Drummie and Brian Edwards (sax) [Warriors International]
Before the keynote performer Talib Kweli took to the stage hometown boy and big Gill Scott-Heron Craig fan Charles laid down a funky dj set which kept the revellers bouncing during the extended interval. Perched high above the crowd overlooking all those assembled below in grandeur of the Great Hall below, Craig well and truly got the party started, getting everyone in a dancing mood and raising eveyone’s pulses prior to the main protagonist coming on to close the show.
And so to the main headliner of ‘The Revolution Will Be Live’. Talib Kweli had been called in to headline the show at short notice, as his good friend and fellow Blackstar co-member Yasin Bey aka Mos Def had double booked himself.

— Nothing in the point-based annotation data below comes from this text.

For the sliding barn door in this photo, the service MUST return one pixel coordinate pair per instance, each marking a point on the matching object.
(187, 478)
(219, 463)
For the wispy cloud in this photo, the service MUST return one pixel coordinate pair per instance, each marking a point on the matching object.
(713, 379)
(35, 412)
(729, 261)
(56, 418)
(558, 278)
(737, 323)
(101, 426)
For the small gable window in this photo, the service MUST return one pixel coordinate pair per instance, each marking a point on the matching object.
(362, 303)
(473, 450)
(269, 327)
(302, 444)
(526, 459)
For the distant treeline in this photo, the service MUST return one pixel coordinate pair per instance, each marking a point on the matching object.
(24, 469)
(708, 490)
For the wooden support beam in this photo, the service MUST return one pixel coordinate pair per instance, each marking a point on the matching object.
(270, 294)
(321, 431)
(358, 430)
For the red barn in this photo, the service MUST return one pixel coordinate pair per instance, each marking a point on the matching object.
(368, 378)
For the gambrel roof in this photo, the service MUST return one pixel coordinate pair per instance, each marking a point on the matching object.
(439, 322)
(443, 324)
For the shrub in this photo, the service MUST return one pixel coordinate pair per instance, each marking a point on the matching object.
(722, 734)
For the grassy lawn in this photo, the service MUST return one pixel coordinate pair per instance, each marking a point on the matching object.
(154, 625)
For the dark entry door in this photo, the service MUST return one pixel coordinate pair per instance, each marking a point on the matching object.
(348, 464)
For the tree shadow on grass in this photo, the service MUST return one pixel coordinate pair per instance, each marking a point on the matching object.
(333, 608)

As the saying goes, ‘Everything happens for a reason’, and Talib Kweli definitely brought his A-Game to St George’s Hall, Liverpool on Thursday 27th August 2015. An avid lover of Gil Scott-Heron’s music and message from an early age; and with family members who knew the legendary poet personally, Mr Kweli had taken time out in his dressing room beforehand to put together a specially prepared set to honour the rhyme-meister’s memory.

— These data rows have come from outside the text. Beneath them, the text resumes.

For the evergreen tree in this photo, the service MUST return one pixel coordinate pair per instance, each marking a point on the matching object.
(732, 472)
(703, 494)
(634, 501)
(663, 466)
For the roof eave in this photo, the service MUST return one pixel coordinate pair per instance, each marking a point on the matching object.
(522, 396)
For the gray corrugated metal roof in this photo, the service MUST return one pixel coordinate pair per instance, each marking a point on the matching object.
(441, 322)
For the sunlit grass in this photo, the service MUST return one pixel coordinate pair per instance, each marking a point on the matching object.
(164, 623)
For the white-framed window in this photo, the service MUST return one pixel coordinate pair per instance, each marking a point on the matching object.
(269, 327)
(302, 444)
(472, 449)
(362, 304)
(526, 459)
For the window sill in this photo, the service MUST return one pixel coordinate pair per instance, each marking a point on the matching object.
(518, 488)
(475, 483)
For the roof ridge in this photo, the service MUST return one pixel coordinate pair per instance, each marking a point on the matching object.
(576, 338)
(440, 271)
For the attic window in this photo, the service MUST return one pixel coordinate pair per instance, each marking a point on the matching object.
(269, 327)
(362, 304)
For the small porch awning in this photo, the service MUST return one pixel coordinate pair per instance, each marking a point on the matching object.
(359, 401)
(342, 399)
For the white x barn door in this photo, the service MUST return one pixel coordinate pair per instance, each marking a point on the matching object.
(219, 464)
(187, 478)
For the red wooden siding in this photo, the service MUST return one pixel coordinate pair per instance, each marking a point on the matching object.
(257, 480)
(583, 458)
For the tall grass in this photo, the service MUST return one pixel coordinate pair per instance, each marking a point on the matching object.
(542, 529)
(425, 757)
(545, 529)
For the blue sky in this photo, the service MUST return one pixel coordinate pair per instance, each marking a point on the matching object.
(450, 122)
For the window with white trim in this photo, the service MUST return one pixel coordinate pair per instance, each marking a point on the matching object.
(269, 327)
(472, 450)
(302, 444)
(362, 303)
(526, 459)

From the moment the US Rap star bounded onstage there was an energy and an intensity and a purpose in his demeanor. Talib Kweli had come to raise the roof of the cavanas Great Hall even higher and keep the people of Liverpool hyped up and jumping whilst wholly embracing the legacy of Gil Scott-Heron. Well he definitely ticked all the boxes and what a finale he provided for those diehard fans who had remained untill well after midnight for his appearance.
Like Gil Scott-Heron, Talib packs a powerful punch and message into his lyrics offset by catchy hooks, loops and samples which have endeared him to the masses worldwide, elevating him to the premiership of the Rap league table. He performed potent versions of some of his past hits, some of which were tweaked especially for the occasion. The set was littered with sound bites from Gil Scott-Heron himself, creatively interspersed and spliced into Talib’s music.

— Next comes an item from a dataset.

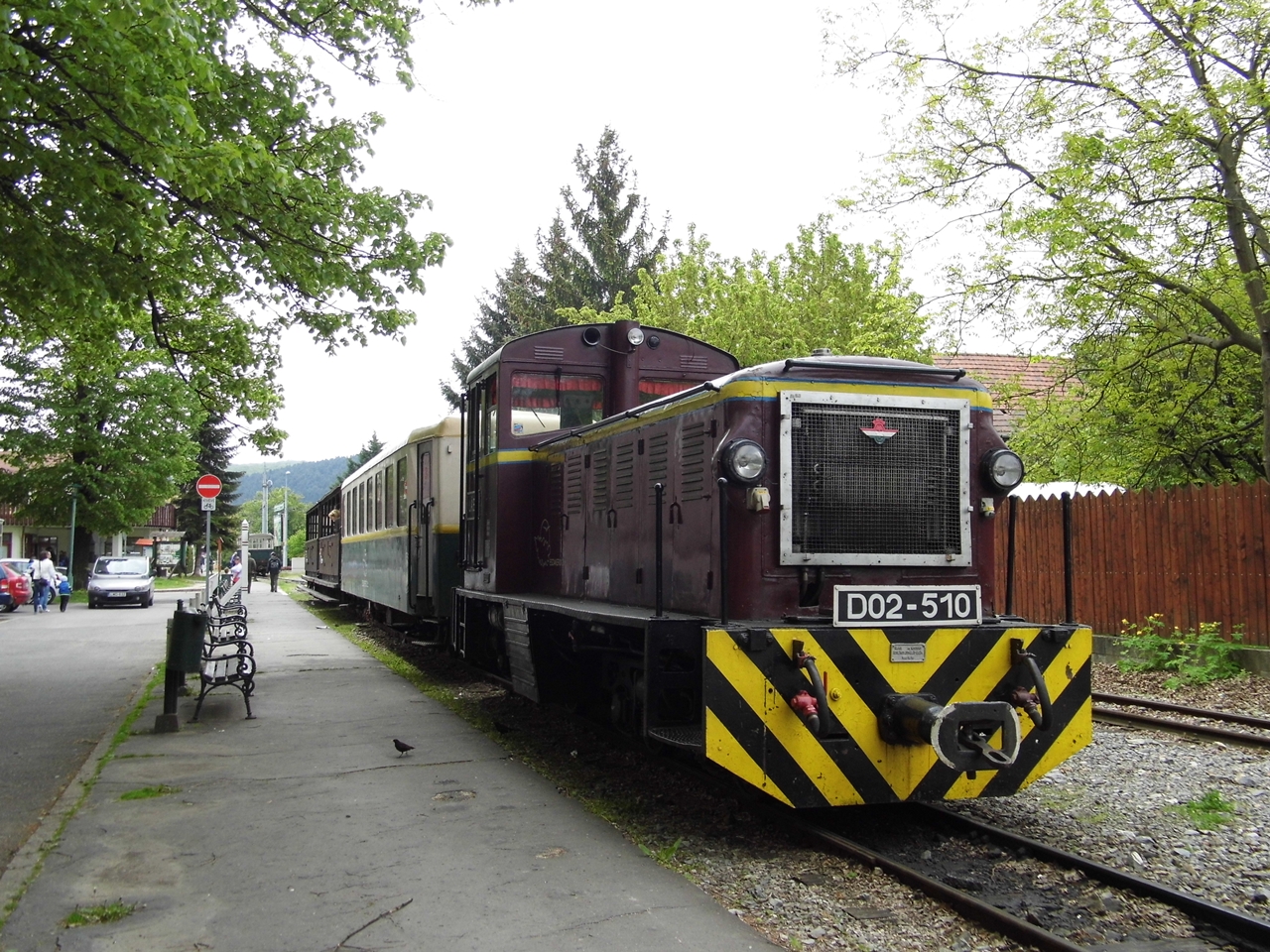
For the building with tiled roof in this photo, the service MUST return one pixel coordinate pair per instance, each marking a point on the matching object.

His interplay and connection with the crowd was first-class. His vocal delivery was clear and concise, and managed to cut through the heavy beats his DJ was dropping. Those gathered within the Great Hall were more than happy to participate in his effervescent performance. Wearing his trademark baseball cap, sneakers, grey jeans and white T-shirt, the heavily tattooed Talib Kweli jumped down from the stage to entertain his followers up close and personal, to the obvious glee of those in the first few rows.
To show how conscious, thoughtful and aware he was as to what city he was in Talib asked, “Where we at right now?”, then proceeded to tell the DJ to ‘Drop the beat!’ and instantaneously the familiar strains of The Beatles’ ‘Eleanor Rigby’ rang out to the visible delight of the Liverpudlians present, before Talib added his own vocal and lyrical spice to the mix, rapping 1000 words per minute, or so it seemed, sending the crowd into hysteria.
From their reaction it was evident that the hard work done by event organiser Malik Al Nasir, to get this man over at such short notice, was a masterstroke. It was evidently clear that Talib Kweli had provided a superb finale to a perfect evening and which was a befitting tribute to the legend that is and will always be Mr Gil Scott-Heron. The revolution was, and is, definitely live.